Machine learned features from deep neural networks can do more than categorize and classify biological images. We demonstrate that these features can also be used to quantify morphological differences among pollen taxa, discover novel morphotypes, and place fossil specimens on a phylogeny using Bayesian inference. Deep learning can be used to characterize and identify and morphological features with evolutionary significance. These features can then be used to infer phylogenetic distance. This approach fundamentally changes how fossil pollen morphology can be interpreted, allowing greater evolutionary inference of fossil pollen specimens. The analysis framework, however, is not specific to pollen and can be generalized to other taxa and other biological images.

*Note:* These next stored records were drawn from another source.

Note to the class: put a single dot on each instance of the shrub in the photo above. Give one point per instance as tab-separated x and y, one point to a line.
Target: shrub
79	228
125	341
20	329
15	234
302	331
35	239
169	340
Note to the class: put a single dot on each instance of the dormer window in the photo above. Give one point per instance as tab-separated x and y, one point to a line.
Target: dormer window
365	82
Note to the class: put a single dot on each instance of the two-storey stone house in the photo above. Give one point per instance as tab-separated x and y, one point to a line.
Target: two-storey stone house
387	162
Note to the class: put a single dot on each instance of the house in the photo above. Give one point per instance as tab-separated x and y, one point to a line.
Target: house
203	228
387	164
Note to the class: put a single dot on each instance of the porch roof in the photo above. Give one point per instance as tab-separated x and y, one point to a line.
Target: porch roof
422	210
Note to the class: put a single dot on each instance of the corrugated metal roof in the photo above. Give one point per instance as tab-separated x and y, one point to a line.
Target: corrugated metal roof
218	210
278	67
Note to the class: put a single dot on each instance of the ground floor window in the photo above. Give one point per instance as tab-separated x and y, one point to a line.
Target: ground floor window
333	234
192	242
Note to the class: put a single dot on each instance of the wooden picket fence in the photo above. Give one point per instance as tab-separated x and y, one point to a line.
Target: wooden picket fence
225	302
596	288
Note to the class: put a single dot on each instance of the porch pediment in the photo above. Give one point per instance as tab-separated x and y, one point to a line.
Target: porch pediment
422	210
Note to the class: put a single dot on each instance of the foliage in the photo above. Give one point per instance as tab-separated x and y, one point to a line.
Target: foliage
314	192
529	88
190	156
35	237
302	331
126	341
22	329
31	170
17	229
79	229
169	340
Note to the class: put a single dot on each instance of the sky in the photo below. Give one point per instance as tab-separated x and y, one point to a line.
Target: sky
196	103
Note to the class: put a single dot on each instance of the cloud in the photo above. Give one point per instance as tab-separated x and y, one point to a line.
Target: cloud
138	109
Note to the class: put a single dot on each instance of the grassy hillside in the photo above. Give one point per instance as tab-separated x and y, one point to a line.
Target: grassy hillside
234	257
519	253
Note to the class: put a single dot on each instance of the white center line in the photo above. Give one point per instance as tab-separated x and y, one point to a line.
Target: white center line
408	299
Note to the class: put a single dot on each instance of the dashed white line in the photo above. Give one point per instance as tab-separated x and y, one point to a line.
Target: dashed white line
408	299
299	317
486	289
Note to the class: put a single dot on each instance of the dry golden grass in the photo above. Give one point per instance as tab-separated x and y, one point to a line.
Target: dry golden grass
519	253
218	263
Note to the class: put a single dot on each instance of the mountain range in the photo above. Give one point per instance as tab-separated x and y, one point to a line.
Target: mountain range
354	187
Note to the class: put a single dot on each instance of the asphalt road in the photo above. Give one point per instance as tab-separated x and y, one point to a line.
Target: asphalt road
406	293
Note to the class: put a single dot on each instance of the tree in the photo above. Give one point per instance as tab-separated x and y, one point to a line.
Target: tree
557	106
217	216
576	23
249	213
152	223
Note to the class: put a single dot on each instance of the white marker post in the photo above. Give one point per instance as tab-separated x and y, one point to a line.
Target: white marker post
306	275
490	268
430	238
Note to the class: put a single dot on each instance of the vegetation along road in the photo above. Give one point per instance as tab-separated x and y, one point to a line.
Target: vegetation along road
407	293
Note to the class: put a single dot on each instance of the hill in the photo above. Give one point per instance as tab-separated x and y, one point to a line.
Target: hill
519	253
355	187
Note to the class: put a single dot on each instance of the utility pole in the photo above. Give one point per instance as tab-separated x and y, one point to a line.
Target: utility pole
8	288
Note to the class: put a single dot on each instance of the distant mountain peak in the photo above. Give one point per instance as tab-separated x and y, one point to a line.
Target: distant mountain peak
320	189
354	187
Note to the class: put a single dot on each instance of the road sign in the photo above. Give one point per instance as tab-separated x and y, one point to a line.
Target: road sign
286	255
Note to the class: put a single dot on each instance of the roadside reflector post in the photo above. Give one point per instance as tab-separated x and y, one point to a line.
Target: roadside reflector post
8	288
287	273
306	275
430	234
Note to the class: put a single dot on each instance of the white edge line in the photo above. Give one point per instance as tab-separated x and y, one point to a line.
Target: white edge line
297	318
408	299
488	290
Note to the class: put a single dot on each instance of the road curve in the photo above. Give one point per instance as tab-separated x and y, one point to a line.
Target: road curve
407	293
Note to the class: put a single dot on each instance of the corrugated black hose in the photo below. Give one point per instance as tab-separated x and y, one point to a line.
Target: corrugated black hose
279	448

There are five folders in this repository:

1. Training and classification: Scripts for training the three main models described in the paper using three modalities: maximum intensity projection (MIP) images, cross-sectional images, and patches.
2. Novelty detection experiment: Script for detecting novel pollen morphotypes, based on the model's uncertainty (inferred from Shannon entropy) when encountering an unknown pollen specimen. The folder also contains a script for computing the optimal entropy threshold.
3. Phylogenetic placement experiment: Script for training and evaluating phylogenetically-informed neural networks. The experiment is conducted using a simulated dataset with pseudo-novel taxa, which are placed on a reference phylogenetic tree.
4. Fossil analysis: Script for placing novel fossil types on a reference phylogenetic tree.
5. Morphological visualization: Script for visualizing the most phylogenetically informative cross-sectional images and patches.

Experiments were conducted on an NVIDIA GeForce RTX3090 GPU card with 24 GB of memory and an NVIDIA A100 SXM4 card with 40 GB of memory. We used the PyTorch toolbox for training neural networks.